Tuesday, August 24, 2010

Gargoyles on Churches

In a recent discussion on CDF a non-Catholic was asking about gargoyles on churches, below is my response to this person:
SP: But, don't you think it's odd to have monstrous artwork ordaining your churches.
sw: Gargoyles on churches served a utilitarian function, they directed water flowing from the roof of the church away from the walls and foundations.  Not all gargoyles are grotesque creatures.  That being said, there's no precise reason given for the use of hideous gargoyles, but lots of speculations.
First off, we must remember that gargoyles serve an architectural purpose - preserving the walls and foundations of the buildings upon which they sit.  Second, the name - while TODAY we might associate it with something evil and/or grotesque, what it boils down to is a Latin word, "gurgulio" which is also where we get the word "gargle."  The name is given to the statuary because of the sound the water makes going through them - so there's nothing sinister in the name.

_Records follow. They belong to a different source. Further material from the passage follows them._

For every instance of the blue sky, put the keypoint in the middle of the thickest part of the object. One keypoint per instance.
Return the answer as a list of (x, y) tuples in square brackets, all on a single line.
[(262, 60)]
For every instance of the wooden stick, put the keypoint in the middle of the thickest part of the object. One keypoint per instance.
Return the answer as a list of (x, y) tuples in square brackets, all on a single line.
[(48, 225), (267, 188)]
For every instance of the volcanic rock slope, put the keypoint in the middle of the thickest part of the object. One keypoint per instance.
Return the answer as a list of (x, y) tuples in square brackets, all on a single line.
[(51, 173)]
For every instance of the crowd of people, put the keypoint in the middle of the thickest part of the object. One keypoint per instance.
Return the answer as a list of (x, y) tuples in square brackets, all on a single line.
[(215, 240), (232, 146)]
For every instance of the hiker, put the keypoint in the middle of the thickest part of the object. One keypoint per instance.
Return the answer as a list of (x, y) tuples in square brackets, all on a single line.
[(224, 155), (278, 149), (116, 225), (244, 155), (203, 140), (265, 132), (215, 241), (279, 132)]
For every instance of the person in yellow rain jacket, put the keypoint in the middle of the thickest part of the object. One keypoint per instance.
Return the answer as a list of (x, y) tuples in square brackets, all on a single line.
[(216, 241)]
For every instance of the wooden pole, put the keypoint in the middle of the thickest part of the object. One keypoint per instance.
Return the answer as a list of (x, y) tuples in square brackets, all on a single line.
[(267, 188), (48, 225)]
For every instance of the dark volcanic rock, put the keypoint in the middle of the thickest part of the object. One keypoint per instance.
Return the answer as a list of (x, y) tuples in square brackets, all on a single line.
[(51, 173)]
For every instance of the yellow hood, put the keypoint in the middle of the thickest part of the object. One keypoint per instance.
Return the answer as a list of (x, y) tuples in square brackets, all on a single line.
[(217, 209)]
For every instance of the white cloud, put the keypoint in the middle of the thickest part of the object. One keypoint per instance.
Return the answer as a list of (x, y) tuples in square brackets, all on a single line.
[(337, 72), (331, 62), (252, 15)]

The reasons for the designs range from a hold-over from pagan days, but this, if you'll pardon the pun, doesn't hold much water.  Great, tall buildings in the West were more part of the Medieval and later periods and that is when the use of gargoyles came into play for the building of large churches (though they do date back to even ancient Egyptian architecture too).  Some speculate they have no meaning at all - they're just serving a purpose.  Others say they were specifically designed to remind parishners of the evils which lurk around outside and along the same lines, some think there was some superstitious reason that the gargoyles were thought to ward off evil spirits.  Then you will have still others who think the designers of churches were deliberately posting evil sentries on churches as if some sort of secret message that the Church was really evil - but only the ignorant and/or conspiracy-theorists get into such off-based thinking.

SP:  If there were gargoyles on my church, I'd think something stunk in Denmark.

sw: Well, you shouldn't and if you take some time to actually learn about the history and the architectural purpose of gargoyles, you wouldn't be so suspicious.

I hope this helps you understand better,

Go out to all the world and tell the Good News.

1 comment:

  1. Romanesque and Gothic churches are decked out with many sculptural references to the reality of Hell. It's hardly limited to gargoyles.

    If only the wages of sin were so clearly depicted on churches today.